SEBASTIÀ VERD
¿Qué ocurre cuando la administración incumple sus compromisos sociales? En tiempos difíciles como los de ahora, desde el gobierno central al último de los ayuntamientos se muestran dispuestos a ayudar a la población más desfavorecida. Eso dicen. Sobre el papel hay ayudas complementarias al paro, subvenciones para discapacitados, bonos alimenticios… y ayudas a la vivienda: para la adquisición de VPO y también para el pago de alquileres. Todo para que nadie se quede sin techo o sin un sustento mínimo. Pero la administración falla. A veces estrepitosamente, como le ocurre a Ruth López, una madre separada a la que sus ingresos son insuficientes para pagar el alquiler, por lo que, teóricamente, recibe una subvención del Ibavi. Teóricamente, porque lleva meses sin recibirla. En las oficinas del instituto, dependiente de la conselleria de Vivienda y Obras Públicas, le dicen que se han quedado sin fondos, pero que tiene suerte porque aunque sea tarde recibirá su dinero. El problema es que no podrá pagar el próximo mes y tiene miedo de que puedan desahuciarla,
Lo grave es que el problema de Ruth López si no generalizado si afecta a muchísimos departamentos. Los organismos públicos que atienden necesidades sociales están desbordados. En la propia conselleria de Vivienda y Obras Públicas se han visto obligados a establecer un cupo de cuatrocientas solicitudes similares a la que comentamos y aún así se las ven y desean para ajustarse al presupuesto. Las ayudas no bastan. En Mallorca existen miles de viviendas vacías y, sin embargo, la demanda de viviendas sociales no para de crecer. No se trata de viviendas dedicadas a segunda residencia o al mercado turístico, sino de pisos construidos para atender una demanda que, hoy por hoy, carece de recursos suficientes. Promotores, Govern y aspirantes a una vivienda están metidos en un laberinto al que no se ve una salida.
Desde que se inició esta legislatura, tanto el gobierno central como el Govern han calificado la vivienda como objetivo prioritario, pero los planes tardan en ejecutarse. No se ve la prioridad por ningún sitio.
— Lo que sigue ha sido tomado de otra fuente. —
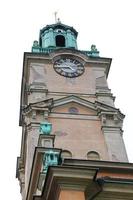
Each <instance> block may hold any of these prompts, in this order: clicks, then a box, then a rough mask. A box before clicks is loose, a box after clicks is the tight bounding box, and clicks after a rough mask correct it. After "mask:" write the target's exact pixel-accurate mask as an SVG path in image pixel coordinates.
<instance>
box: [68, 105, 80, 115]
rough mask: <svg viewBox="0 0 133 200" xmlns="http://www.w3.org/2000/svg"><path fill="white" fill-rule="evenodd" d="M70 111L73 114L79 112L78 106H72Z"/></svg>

Muchas de las viviendas libres que los promotores tienen en ´stock´ podrían transformarse en viviendas protegidas, pero el dinero o no alcanza o se pierde en el laberinto antes mencionado. Y cada vez son más los ciudadanos que no pueden pagar la hipoteca o el alquiler y que acuden a las administraciones en demanda de una ayuda ya casi imposible. No quedará más remedio que ajustar los presupuestos y destinar más dinero a asuntos sociales, pero eso será a partir del año próximo y teniendo en cuenta que las haciendas públicas se ven afectadas por la crisis tanto como cualquier vecino.
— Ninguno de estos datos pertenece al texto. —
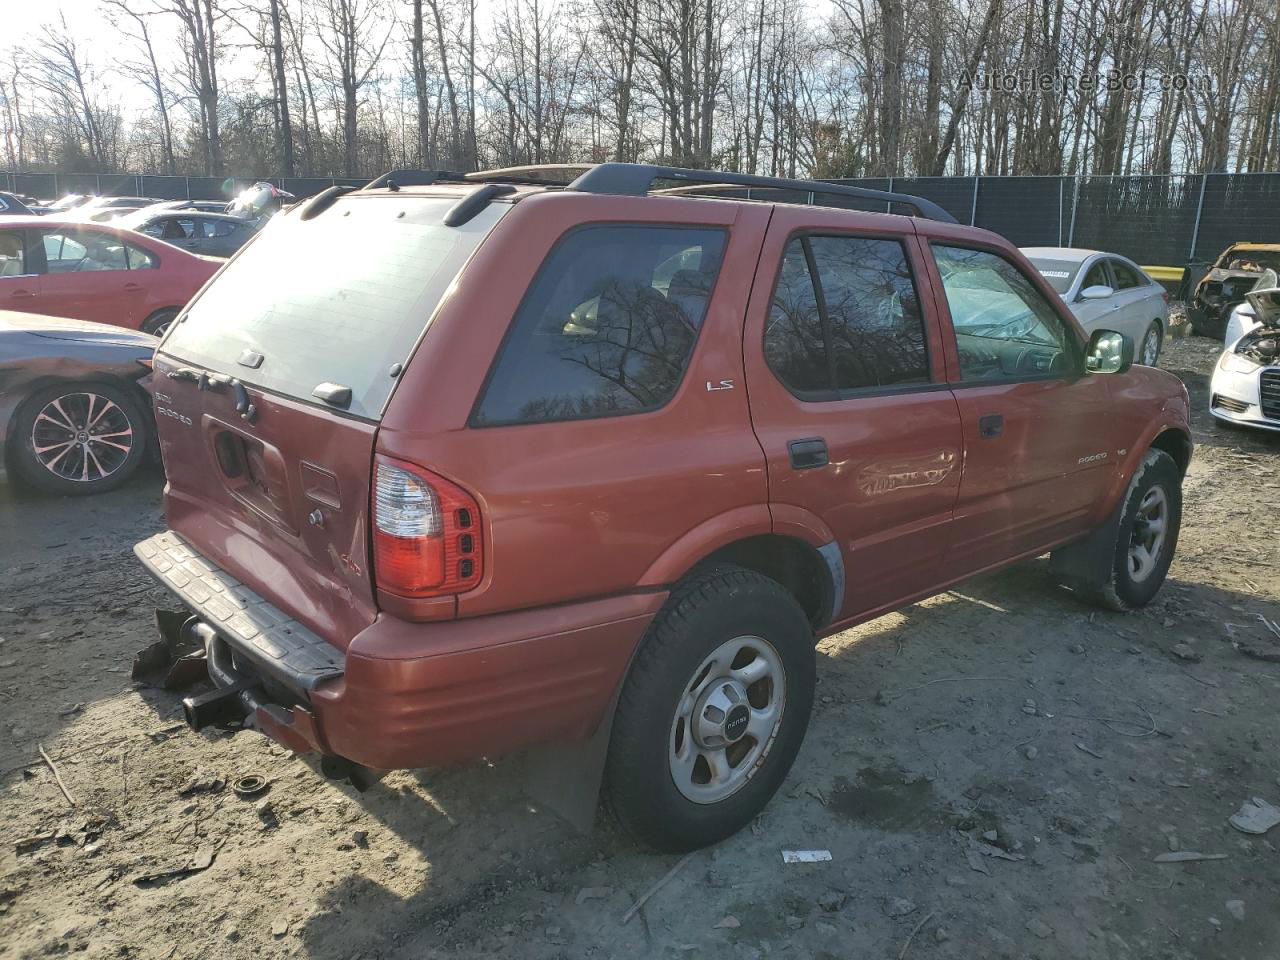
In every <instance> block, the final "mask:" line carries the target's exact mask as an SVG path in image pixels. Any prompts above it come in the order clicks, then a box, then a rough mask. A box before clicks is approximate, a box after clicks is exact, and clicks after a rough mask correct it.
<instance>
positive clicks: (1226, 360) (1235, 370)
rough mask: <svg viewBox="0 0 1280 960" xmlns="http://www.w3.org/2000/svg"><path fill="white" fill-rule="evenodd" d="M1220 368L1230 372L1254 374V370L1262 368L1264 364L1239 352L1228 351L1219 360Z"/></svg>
mask: <svg viewBox="0 0 1280 960" xmlns="http://www.w3.org/2000/svg"><path fill="white" fill-rule="evenodd" d="M1217 365H1219V369H1221V370H1225V371H1226V372H1229V374H1252V372H1253V371H1254V370H1258V369H1261V366H1262V364H1254V362H1253V361H1252V360H1249V358H1248V357H1242V356H1240V355H1239V353H1234V352H1231V351H1228V352H1226V353H1224V355H1222V358H1221V360H1220V361H1217Z"/></svg>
Desde el Ibavi han reconocido que la situación es delicada. Achaca los retrasos en el pago de ayudas a alquileres a "problemas de tramitación contable", un eufemismo funcionarial para justificar lo que para los afectados es injustificable. Cuesta creer que un problema administrativo puede provocar el impago de un alquiler y, con él, el encadenamiento de fallos económicos en todos los niveles. Demasiado tenemos ya con la crisis como para soportar los desajustes contables que impiden a la administración cumplir con sus compromisos. Con el problema añadido que esta situación no es exclusiva de la conselleria de Vivienda sino que afecta a la práctica totalidad de administraciones en unos momentos en que la crisis está poniendo a prueba nuestra convivencia.